Sen. Penland asked for ideas about new legislation regarding senatorial conduct and Founders’ Day.

“I would like to actually bring up some legislation that someone could actually look at,” he said, such as “going to President Underwood about maybe having a vote on who the Founders’ Day speaker should be.”

Sen. Penland also suggested drafting legislation regarding the use of the Listserv and said that as a class president, he had not been told exactly what usage was proper or improper.

Sen. Alexandra Kirschbaum, Sen. Moody, and Freshman Senator Ronald Alvarez all spoke about ending the discussion and focusing on student needs.

“Our job on SGA is to advocate for student needs and concerns, to vote on legislation and to serve as a liaison between administration and the student body, and this whole discussion for the past two weeks has been embarrassing, it’s ridiculous and it’s immature,” Sen. Kirschbaum said.

Aside from senatorial conduct, two new organizations and one special funding request were approved.

Up To Us, a local chapter of a national organization, is a bipartisan effort to educate the community on the national debt and fiscal policy. They have several activities planned including awareness events, budgeting workshops, guest speakers and efforts to advance relevant legislation.

The Mercer Neuroscience Organization was also approved with the mission of providing resources to mentor Neuroscience majors at Mercer and to fundraise and volunteer to connect the community to issues surrounding neurological disorders.

Penland also motioned to approve a special funding request from Delta Sigma Pi, the co-ed business fraternity, to pay for guest speakers.

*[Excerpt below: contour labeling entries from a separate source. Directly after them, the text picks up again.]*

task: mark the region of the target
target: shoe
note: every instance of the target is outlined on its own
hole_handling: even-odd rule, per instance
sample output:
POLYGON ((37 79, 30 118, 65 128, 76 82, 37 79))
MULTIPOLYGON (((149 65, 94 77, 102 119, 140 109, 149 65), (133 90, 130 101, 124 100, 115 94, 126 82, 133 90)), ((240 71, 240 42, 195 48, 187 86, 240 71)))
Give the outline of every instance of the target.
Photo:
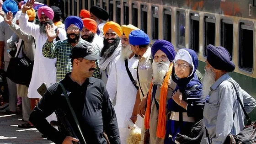
POLYGON ((19 124, 18 125, 18 128, 35 128, 34 126, 31 125, 28 123, 27 122, 25 123, 22 123, 21 124, 19 124))

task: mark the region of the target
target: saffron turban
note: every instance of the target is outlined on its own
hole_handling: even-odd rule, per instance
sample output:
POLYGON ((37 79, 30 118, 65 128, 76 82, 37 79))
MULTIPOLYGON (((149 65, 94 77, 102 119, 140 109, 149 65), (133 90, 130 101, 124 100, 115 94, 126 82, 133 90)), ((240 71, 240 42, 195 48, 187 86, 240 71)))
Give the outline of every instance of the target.
POLYGON ((65 20, 65 30, 66 31, 70 25, 73 24, 79 28, 80 31, 84 27, 84 24, 82 20, 76 16, 69 16, 65 20))
POLYGON ((207 61, 213 68, 231 72, 235 69, 231 57, 227 49, 223 47, 207 46, 207 61))
POLYGON ((117 35, 120 37, 121 35, 121 28, 120 26, 117 23, 116 23, 113 21, 110 21, 107 22, 103 27, 103 32, 105 34, 108 30, 108 29, 111 29, 114 32, 116 32, 117 35))
POLYGON ((84 26, 91 32, 96 33, 97 31, 97 23, 94 20, 90 18, 85 18, 82 20, 84 22, 84 26))
POLYGON ((53 18, 56 18, 57 19, 60 18, 60 17, 61 17, 62 13, 59 8, 56 6, 52 6, 51 8, 53 9, 53 13, 54 13, 53 18))
POLYGON ((121 27, 121 34, 124 34, 127 38, 129 38, 129 35, 133 30, 139 30, 139 28, 133 25, 123 25, 121 27))
POLYGON ((93 5, 90 9, 90 12, 97 18, 104 21, 108 19, 108 13, 104 9, 96 5, 93 5))
POLYGON ((133 30, 129 35, 129 43, 134 46, 148 45, 150 42, 149 36, 141 30, 133 30))
POLYGON ((171 43, 164 40, 156 40, 151 48, 151 54, 153 59, 155 59, 155 54, 159 50, 165 53, 170 62, 174 60, 176 53, 171 43))
POLYGON ((53 19, 54 16, 54 13, 53 9, 47 6, 41 6, 37 10, 37 16, 39 20, 41 19, 42 14, 45 14, 51 20, 53 19))
POLYGON ((18 5, 17 5, 15 1, 13 0, 6 0, 3 3, 2 9, 5 14, 11 11, 13 13, 13 15, 15 15, 17 13, 19 8, 18 7, 18 5))
POLYGON ((33 21, 36 18, 36 11, 33 8, 27 11, 27 14, 28 16, 28 21, 33 21))
POLYGON ((90 11, 86 10, 81 10, 80 11, 80 17, 82 17, 83 18, 90 18, 90 11))

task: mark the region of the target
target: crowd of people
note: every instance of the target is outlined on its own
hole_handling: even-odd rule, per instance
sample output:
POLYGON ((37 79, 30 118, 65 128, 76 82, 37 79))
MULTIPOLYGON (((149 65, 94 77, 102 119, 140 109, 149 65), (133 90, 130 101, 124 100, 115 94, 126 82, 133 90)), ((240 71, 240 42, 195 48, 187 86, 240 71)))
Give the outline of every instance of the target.
POLYGON ((256 106, 229 75, 235 65, 223 47, 207 46, 202 80, 193 50, 176 52, 164 40, 150 47, 143 31, 107 22, 108 13, 97 6, 63 23, 55 6, 35 0, 0 0, 0 66, 6 71, 11 58, 24 56, 10 55, 20 48, 34 64, 29 86, 7 78, 6 112, 16 113, 21 97, 26 123, 19 127, 35 127, 55 144, 126 144, 128 121, 141 129, 139 144, 175 144, 177 133, 188 135, 190 128, 203 120, 206 130, 200 144, 221 144, 245 126, 237 95, 247 113, 256 106), (37 90, 44 82, 49 88, 42 97, 37 90), (67 112, 77 137, 50 124, 60 108, 67 112))

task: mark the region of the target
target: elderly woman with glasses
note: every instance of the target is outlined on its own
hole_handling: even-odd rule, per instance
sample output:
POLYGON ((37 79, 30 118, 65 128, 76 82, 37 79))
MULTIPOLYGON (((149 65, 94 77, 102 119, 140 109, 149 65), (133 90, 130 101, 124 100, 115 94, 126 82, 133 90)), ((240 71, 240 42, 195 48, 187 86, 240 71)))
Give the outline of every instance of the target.
POLYGON ((171 113, 166 124, 165 144, 175 144, 178 133, 189 133, 191 126, 203 118, 203 110, 202 85, 196 74, 197 54, 192 50, 181 49, 174 63, 171 78, 177 85, 168 101, 171 113))

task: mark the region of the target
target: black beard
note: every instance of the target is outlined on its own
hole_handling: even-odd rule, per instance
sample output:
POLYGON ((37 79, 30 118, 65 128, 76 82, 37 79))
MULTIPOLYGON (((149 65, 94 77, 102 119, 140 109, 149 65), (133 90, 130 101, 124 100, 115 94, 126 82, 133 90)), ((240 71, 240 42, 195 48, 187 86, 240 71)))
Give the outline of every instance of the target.
POLYGON ((118 37, 116 38, 107 38, 103 40, 104 46, 101 52, 101 57, 104 58, 108 58, 114 53, 119 44, 120 38, 118 37), (112 43, 108 43, 110 40, 112 40, 112 43))
POLYGON ((89 36, 85 35, 83 35, 81 37, 83 40, 85 40, 89 42, 90 43, 91 43, 91 42, 92 42, 92 41, 93 40, 93 38, 94 38, 95 35, 95 33, 92 33, 89 36), (85 36, 87 37, 87 38, 85 37, 85 36))
POLYGON ((52 20, 49 20, 45 21, 44 23, 43 23, 42 22, 39 22, 40 33, 41 34, 46 34, 45 26, 47 25, 47 24, 48 24, 50 26, 52 26, 53 24, 53 21, 52 20))
POLYGON ((80 33, 79 34, 76 34, 75 33, 71 33, 68 34, 67 33, 67 37, 68 37, 68 42, 69 43, 75 43, 79 41, 79 38, 80 37, 80 33), (72 38, 70 37, 70 35, 75 36, 74 38, 72 38))

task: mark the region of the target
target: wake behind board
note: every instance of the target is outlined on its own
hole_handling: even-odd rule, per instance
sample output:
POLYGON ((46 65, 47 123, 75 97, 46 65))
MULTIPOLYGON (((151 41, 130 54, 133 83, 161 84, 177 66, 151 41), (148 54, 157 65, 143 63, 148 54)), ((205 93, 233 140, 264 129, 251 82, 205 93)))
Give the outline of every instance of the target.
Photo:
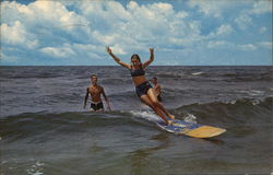
POLYGON ((173 125, 166 125, 166 122, 164 121, 157 121, 156 125, 168 132, 173 132, 176 135, 187 135, 193 138, 211 138, 226 131, 226 129, 186 122, 178 119, 176 119, 173 125))

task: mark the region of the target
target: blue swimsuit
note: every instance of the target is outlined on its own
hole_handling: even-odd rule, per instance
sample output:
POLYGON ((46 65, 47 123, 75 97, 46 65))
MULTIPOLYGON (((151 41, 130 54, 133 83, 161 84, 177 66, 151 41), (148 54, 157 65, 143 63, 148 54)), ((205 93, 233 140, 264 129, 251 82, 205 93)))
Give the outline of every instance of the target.
MULTIPOLYGON (((145 70, 143 70, 142 66, 140 69, 133 70, 132 68, 130 69, 131 71, 131 77, 139 77, 139 75, 145 75, 145 70)), ((144 83, 141 83, 135 86, 135 92, 139 97, 142 95, 147 94, 147 91, 152 88, 152 85, 145 81, 144 83)))

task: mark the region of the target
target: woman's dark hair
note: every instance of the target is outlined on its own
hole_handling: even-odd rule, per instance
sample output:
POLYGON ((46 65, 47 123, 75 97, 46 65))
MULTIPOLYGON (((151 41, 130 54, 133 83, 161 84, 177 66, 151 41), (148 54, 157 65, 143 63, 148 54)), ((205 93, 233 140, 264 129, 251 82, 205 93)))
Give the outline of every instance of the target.
POLYGON ((97 75, 96 75, 96 74, 91 74, 91 77, 90 77, 90 78, 94 78, 94 77, 95 77, 95 78, 97 78, 97 75))
POLYGON ((132 60, 133 58, 136 58, 136 59, 141 62, 140 56, 139 56, 138 54, 133 54, 132 57, 131 57, 131 60, 132 60))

The fraternity has planned a diversity panel with representatives from Geico’s Macon branch, a teacher panel to discuss the new tax bill and a student entrepreneur panel to provide advice for students who aspire to start businesses of their own.

Delta Sigma Pi will also host an agricultural economic lecture, an artificial intelligence lecture and a benefit concert in conjunction with the Mercer Bearitones supporting Ronald McDonald House Charities.

Many senators announced events that will occur in the coming weeks.

The men’s basketball game versus Western Carolina will take place in Hawkins Arena Wednesday at 7 p.m. Because it is Men’s Senior Night, free Mercer tank tops will be distributed and a $200 gift card will be awarded to the student who makes the most creative poster.

Sen. Myers announced Shine A Light on Slavery Day, a sex-trafficking awareness demonstration which will occur Thursday. Myers said that this initiative is through In It to End It, a coalition of abolitionists, and that Atlanta is the third-biggest hub for sex trafficking. He said that students can participate by wearing a red X on their hand and posting about it on social media.

Zeta Phi Beta will be selling plates of soul food in the Connell Student Center for $7 on Feb. 24 to raise money for the March of Dimes.

The National Pan-Hellenic Conference’s “Black to the Future” will take place on Feb. 25. The sororities will show movie clips that demonstrate the struggle of Black people in America’s past and future. The event will be open to the public in Stetson 251.

Chi Omega will be hosting a percentage night at Sauced in Mercer Village on Feb. 27 to support the Make-A-Wish Foundation.

This year’s SGA Social will take place in CSC 2 on Feb 28 at 6 p.m. The event is for any students interested in running for a position in SGA next year and will entail both information for them as well as time for students to ask any questions of current SGA members.